Terraform Starter

I recently started a repository with the goal of automating the creation of a fully-functional Snowplow Analytics (Scala Streaming) stack in AWS. It’s still in development:

https://github.com/fingerco/snowplow-terraform-starter

The idea is to make it easy for someone to spin up a basic system, and then tweak it to whatever use case they need, as their analytics needs grow.

I was wondering if any similar projects have already been started by Snowplow. Or if any were planned for the future? Is there anything you believe to be an “optimal setup” that would be a good starting point for most use-cases to pivot from?

7 Likes

Awesome! ill check it out - great thought to automate the deployment!

Nice work @fingerco, thanks for sharing!

We of course have plenty of internal automation around deploying and monitoring Snowplow Insights, our commercial product, but we don’t have any plans to develop and maintain open-source automation scripts for snowplow/snowplow or our other projects.

Also thought about that and might build something similar with docker + golang :smiley:

Just wanted to mention that I’ve restarted this project with more Terraform under my belt!

https://github.com/fingerco/snowplow-terraform-starter

I’ve also started a blog series that will detail progress, as it goes along!

https://pragmacoders.com/part-1-the-snowplow-collector/

2 Likes

Great work @fingerco - thanks so much for sharing!

Added the Snowplow Stream Enrich to the Terraform Starter!

https://github.com/fingerco/snowplow-terraform-starter

https://pragmacoders.com/part-2-the-snowplow-streaming-enrichment-process/

If anyone thinks that something is missing or that the configurations could be improved (for people to branch off of), please let me know in this thread or make a PR or issue!

If it’s not appropriate to post updates like this through the forum, let me know!

Update:

I think I have set up the Elasticsearch Loader via Terraform. Completing the starter:

https://github.com/fingerco/snowplow-terraform-starter

I’m going to wait a little bit, and build an app with it, to confirm that it’s in working condition and does what I want it to do, before writing the final tutorial!

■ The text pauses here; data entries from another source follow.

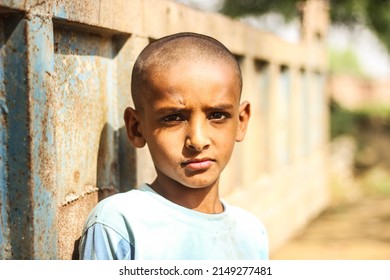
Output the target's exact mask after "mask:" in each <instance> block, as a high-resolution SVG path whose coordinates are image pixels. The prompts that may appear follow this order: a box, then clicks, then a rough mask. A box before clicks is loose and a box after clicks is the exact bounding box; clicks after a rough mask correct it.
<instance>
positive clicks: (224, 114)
mask: <svg viewBox="0 0 390 280" xmlns="http://www.w3.org/2000/svg"><path fill="white" fill-rule="evenodd" d="M226 118H228V114H226V113H223V112H213V113H211V114H210V115H209V119H210V120H224V119H226Z"/></svg>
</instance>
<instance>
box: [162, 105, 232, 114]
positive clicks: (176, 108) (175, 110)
mask: <svg viewBox="0 0 390 280" xmlns="http://www.w3.org/2000/svg"><path fill="white" fill-rule="evenodd" d="M233 108H234V106H233V104H231V103H226V104H216V105H208V106H207V107H205V108H203V109H204V110H205V111H210V110H216V111H223V110H231V109H233ZM188 111H191V109H190V108H186V106H180V105H178V106H166V107H163V108H160V109H158V110H157V112H156V113H157V114H167V113H180V112H188Z"/></svg>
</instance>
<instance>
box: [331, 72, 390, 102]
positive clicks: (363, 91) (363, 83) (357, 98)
mask: <svg viewBox="0 0 390 280" xmlns="http://www.w3.org/2000/svg"><path fill="white" fill-rule="evenodd" d="M327 91H328V94H329V96H331V97H332V98H333V99H334V100H335V101H337V102H338V103H339V104H340V105H342V106H344V107H345V108H348V109H359V108H364V107H367V106H370V105H373V106H378V105H380V106H383V105H386V104H390V80H386V79H364V78H358V77H353V76H348V75H331V76H330V77H329V79H328V84H327Z"/></svg>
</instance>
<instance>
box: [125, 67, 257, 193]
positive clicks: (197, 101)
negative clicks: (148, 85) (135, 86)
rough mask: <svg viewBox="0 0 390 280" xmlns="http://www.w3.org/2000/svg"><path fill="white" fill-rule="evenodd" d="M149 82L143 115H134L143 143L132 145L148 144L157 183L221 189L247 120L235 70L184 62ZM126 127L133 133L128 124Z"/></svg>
mask: <svg viewBox="0 0 390 280" xmlns="http://www.w3.org/2000/svg"><path fill="white" fill-rule="evenodd" d="M149 78H150V82H151V83H150V86H149V89H148V90H147V92H145V93H144V97H143V98H144V99H143V103H142V107H143V109H142V110H141V111H140V112H139V111H138V112H136V111H133V112H132V113H133V114H134V118H133V120H134V121H133V130H137V131H138V132H139V135H138V136H137V137H138V140H137V141H139V142H137V141H132V142H133V143H135V146H137V145H138V146H142V139H140V138H143V139H144V140H145V141H146V143H147V144H148V147H149V150H150V153H151V156H152V159H153V162H154V165H155V168H156V171H157V180H156V182H158V183H159V184H167V186H169V185H172V184H179V186H185V187H188V188H203V187H211V186H213V185H217V184H218V181H219V176H220V174H221V172H222V170H223V169H224V168H225V166H226V164H227V163H228V161H229V159H230V156H231V154H232V151H233V147H234V143H235V141H241V140H242V139H243V138H244V135H245V131H246V127H247V122H248V119H249V111H250V110H249V104H248V103H247V102H245V103H243V104H241V105H240V103H239V102H240V87H239V82H238V78H237V76H236V73H235V72H234V69H232V67H231V66H229V64H227V63H218V62H214V63H213V62H205V61H203V62H202V61H197V62H194V61H181V62H179V63H176V64H174V65H172V66H169V67H168V69H165V70H164V71H158V70H155V71H152V74H151V75H150V77H149ZM127 126H128V129H129V130H131V128H129V126H132V125H131V124H129V122H128V121H127ZM130 139H132V138H131V137H130ZM139 143H141V144H139Z"/></svg>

Elasticsearch was chosen instead of what I’ve used in production (Redshift) because I think Elasticsearch is more affordable for smaller scales of data. That being said, I need to learn how to actually use it to know if it does what I think I’m looking for.

Let me know if you see any weirdness with this configuration or can think of a better way! Hope the Terraform configuration helps some folks to set up their initial Snowplow stack!

1 Like

Nice work! I’m not sure if the Elasticsearch loader supports ES6 yet but you can probably upgrade the reference from 1.5 to 5.5 (this will give you a few extra features as well as the latest version of Kibana).

1 Like

Nice!! Thanks for the tip! Changed it from 1.5 -> 5.5!

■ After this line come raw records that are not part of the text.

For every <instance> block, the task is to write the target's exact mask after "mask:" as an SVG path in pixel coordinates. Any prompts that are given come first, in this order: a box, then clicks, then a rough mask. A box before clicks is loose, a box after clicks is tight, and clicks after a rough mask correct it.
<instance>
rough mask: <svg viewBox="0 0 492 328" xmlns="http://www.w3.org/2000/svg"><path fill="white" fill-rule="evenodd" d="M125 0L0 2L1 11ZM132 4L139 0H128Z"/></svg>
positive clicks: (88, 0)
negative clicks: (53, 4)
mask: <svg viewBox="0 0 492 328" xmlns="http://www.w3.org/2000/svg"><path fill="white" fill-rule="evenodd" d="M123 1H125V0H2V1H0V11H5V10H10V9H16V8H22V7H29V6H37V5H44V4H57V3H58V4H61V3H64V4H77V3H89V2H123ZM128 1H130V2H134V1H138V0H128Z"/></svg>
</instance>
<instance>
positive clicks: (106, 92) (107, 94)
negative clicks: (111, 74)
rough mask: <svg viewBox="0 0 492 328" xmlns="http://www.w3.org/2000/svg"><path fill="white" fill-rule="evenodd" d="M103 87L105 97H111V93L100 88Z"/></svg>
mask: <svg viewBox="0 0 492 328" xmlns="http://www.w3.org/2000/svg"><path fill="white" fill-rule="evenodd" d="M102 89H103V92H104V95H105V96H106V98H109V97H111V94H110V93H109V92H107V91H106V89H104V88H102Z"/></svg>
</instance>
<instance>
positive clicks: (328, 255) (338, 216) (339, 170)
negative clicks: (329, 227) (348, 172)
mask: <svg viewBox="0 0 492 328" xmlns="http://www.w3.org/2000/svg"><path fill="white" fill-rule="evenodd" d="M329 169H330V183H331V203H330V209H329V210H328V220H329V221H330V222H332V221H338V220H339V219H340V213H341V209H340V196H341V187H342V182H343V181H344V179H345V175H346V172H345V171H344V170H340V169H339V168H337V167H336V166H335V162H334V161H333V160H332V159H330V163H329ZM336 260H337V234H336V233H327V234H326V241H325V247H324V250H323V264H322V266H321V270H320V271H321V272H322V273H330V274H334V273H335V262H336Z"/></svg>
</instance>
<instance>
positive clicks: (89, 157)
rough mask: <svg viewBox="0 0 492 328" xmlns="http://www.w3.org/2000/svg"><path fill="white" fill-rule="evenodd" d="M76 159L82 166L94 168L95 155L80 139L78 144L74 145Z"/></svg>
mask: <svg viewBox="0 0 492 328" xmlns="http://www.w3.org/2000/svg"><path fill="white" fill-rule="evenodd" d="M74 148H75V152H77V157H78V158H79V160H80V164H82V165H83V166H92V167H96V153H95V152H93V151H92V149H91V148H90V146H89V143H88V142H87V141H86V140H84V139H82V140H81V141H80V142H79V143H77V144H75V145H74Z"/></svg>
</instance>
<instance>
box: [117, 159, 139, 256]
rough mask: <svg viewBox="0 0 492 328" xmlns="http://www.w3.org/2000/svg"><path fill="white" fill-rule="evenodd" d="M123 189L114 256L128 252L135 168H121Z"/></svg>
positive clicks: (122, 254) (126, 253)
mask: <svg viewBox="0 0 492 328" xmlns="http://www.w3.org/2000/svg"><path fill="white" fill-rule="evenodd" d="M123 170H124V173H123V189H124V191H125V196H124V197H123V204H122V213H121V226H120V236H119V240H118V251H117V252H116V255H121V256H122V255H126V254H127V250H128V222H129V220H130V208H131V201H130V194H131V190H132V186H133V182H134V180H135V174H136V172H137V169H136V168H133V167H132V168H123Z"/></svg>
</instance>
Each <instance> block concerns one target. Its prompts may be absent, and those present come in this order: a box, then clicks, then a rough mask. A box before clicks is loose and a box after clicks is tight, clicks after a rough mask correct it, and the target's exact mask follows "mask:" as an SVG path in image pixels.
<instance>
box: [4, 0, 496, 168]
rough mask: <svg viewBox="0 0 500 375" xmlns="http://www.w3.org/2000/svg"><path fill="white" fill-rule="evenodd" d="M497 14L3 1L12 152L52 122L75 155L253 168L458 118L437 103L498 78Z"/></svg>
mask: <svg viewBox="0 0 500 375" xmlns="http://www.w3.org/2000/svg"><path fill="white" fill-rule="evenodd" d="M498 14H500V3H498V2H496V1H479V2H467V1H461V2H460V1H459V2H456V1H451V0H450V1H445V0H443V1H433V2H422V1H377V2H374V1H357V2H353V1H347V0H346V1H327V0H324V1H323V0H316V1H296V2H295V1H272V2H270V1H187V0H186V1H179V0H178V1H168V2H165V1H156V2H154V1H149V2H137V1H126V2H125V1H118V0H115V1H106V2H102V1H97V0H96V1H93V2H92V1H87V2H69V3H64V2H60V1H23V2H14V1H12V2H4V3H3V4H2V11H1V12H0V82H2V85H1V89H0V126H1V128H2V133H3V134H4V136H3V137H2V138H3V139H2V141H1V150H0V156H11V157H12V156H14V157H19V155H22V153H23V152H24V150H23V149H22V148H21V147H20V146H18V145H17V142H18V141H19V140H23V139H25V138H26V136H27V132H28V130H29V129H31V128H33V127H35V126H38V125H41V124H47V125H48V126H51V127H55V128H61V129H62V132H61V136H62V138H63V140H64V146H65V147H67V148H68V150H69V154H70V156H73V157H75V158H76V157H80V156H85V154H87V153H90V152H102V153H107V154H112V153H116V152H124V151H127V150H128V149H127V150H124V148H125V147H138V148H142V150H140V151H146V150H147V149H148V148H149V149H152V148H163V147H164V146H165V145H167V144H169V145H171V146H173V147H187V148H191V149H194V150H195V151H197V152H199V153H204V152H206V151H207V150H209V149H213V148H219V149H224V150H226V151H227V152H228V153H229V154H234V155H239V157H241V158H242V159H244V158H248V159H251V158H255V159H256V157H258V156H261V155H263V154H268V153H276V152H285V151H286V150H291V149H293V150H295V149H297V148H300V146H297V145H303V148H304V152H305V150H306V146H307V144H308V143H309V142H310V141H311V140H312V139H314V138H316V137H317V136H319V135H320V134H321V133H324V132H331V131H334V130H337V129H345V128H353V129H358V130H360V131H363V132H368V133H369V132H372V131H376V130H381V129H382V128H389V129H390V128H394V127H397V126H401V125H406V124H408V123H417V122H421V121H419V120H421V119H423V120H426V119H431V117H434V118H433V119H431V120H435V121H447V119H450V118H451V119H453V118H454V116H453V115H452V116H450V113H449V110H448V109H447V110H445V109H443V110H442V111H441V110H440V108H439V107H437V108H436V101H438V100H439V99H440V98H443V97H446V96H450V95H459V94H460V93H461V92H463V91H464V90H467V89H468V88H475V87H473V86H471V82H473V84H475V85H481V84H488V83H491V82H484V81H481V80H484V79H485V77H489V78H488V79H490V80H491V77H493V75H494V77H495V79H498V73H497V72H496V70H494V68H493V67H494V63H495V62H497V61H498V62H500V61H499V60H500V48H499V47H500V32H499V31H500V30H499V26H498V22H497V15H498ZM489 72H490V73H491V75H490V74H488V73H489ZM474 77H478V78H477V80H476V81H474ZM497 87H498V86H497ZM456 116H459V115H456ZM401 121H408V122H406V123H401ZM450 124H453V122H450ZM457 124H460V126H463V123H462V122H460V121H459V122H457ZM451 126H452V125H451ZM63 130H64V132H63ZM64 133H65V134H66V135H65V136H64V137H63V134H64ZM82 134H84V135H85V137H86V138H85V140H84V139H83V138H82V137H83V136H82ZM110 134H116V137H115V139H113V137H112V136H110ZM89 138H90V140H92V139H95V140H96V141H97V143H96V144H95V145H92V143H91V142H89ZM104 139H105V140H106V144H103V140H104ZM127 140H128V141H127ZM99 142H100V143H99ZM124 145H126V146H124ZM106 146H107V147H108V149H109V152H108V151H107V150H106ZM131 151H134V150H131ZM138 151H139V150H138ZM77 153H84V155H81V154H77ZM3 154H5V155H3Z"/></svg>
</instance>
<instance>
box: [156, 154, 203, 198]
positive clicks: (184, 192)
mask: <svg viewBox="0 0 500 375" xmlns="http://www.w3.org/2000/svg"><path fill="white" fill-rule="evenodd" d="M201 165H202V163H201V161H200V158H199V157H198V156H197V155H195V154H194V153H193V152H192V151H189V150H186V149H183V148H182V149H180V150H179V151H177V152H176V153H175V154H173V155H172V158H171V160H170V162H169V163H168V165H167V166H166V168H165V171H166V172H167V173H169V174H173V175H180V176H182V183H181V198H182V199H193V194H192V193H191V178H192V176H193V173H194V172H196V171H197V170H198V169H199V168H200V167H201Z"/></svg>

By watching in Kibana, I have confirmed that this pipeline is working, entirely created through these Terraform configurations. Kibana representing events immediately as they happen:

Scala Stream Collector -> Scala Stream Enrich -> Elasticsearch Loader -> Elasticsearch -> Kibana

2 Likes

Hey @fingerco,

this looks really interesting and is exactly what I am looking for. However, I cannot access the github link? Did you move the repository?

Cheers

Matthias

I believe it has moved here: https://github.com/13scoobie/snowplow-terraform-starter

2 Likes

Snowplow has now published their own set of Terraform Modules to help you get started! Initially available on AWS, with GCP coming soon.

1 Like